36.魔族の王、息子を案ずる(ベルケンド視点)

「やあ。ベルケンド殿、お久しぶりでありますな」

 魔族の国ジュデットの国王である儂――ベルケンド・アルヴェ・ナムス・ジュデットはこの日、他国に赴き周辺国家との会談に参加していた。

 この大陸を東西に大きく跨る形で支配しているのが、我がジュデットとセーウェルト王国であり、いくつかの国がその南北を挟んでいる。本日はその北寄りの三国との話し合いだ。

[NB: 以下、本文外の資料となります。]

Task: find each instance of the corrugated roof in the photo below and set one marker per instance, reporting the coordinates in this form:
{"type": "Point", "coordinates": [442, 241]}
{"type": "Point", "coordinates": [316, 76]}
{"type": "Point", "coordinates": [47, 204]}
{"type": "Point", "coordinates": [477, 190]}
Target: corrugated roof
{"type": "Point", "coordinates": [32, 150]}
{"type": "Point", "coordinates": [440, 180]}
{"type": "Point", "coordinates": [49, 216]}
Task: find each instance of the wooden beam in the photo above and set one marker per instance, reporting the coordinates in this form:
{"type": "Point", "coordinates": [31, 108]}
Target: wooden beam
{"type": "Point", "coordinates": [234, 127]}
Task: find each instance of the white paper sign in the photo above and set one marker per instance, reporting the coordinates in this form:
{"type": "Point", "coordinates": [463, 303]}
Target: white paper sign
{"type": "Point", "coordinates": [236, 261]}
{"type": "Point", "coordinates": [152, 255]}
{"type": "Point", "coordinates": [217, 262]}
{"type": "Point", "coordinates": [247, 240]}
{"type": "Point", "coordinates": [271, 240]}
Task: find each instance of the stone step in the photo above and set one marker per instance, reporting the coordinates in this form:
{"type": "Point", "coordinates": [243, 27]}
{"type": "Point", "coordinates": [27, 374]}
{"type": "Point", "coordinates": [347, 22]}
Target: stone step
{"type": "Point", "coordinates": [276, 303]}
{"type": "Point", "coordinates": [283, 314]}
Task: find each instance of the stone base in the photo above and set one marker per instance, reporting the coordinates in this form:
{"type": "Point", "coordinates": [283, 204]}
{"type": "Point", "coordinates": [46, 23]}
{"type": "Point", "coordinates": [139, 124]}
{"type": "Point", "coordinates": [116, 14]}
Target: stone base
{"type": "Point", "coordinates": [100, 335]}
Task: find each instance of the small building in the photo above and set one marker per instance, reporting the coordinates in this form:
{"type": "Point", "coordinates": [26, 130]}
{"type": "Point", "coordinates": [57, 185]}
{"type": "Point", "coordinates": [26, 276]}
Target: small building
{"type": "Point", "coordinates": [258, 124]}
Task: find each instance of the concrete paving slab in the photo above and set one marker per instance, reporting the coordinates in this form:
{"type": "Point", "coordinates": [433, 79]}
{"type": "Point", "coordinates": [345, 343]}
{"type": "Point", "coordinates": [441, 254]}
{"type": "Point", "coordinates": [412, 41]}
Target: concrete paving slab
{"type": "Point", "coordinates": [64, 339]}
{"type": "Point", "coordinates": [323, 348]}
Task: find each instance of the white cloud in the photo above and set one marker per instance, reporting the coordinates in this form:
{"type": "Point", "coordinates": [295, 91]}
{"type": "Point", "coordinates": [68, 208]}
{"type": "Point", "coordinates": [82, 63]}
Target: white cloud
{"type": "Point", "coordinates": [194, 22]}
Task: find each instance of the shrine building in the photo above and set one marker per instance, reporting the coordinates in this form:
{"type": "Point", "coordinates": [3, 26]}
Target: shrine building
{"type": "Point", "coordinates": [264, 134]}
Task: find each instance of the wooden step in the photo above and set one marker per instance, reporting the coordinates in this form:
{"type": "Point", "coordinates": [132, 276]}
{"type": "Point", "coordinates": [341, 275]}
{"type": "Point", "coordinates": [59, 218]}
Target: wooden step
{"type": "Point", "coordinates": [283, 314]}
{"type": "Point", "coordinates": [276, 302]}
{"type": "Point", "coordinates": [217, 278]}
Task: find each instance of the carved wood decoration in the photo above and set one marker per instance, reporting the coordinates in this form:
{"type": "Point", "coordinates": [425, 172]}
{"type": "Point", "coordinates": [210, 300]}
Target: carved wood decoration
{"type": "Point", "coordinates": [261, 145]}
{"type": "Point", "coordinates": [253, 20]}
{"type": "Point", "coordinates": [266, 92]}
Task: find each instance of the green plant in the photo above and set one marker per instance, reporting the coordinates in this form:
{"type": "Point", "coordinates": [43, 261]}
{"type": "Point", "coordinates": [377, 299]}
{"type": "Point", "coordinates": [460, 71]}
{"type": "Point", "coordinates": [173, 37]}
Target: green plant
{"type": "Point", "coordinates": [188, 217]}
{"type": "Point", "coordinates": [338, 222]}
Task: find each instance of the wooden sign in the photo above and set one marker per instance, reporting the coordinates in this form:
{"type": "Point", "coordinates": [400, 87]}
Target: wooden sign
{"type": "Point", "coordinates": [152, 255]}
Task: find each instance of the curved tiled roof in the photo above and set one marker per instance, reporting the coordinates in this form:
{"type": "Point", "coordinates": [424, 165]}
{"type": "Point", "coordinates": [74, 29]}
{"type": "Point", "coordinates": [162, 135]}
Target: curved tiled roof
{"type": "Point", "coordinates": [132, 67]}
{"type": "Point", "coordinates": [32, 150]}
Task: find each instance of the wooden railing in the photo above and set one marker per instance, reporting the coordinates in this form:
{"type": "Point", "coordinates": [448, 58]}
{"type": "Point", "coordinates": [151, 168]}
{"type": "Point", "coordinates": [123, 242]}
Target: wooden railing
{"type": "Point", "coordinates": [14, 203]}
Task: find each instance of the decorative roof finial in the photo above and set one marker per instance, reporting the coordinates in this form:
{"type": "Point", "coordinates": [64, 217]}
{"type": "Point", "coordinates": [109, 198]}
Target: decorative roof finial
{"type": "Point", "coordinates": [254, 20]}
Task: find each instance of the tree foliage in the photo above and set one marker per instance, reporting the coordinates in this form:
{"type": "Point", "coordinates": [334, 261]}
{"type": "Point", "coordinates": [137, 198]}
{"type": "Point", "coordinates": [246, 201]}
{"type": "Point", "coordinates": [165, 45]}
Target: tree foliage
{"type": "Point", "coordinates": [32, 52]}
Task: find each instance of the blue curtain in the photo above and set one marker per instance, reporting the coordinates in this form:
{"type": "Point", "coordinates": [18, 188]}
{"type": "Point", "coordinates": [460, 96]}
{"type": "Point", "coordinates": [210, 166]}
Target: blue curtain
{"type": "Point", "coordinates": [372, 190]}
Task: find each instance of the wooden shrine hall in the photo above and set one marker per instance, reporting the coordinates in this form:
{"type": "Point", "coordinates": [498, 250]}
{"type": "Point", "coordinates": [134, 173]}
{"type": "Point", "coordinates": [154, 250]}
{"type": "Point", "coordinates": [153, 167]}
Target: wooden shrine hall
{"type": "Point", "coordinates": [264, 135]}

 先代の頃は、我々の姿を見掛けるだけで剣を抜くような無礼な輩もいたと言うが、現在は比較的魔族に友好的な国家が多く、以前とは違って積極的に外交の申し込みを受けている。数年後には我々も本国に大使館を築き、彼らと人と人との交流を始めるつもりでいる。

 先だって行っている貿易に関しての課税率の交渉や、扱う品目の増減が主となる話し合いは穏やかに進み……それが終わったのち、こうして一人の男性が話しかけてきたところであった。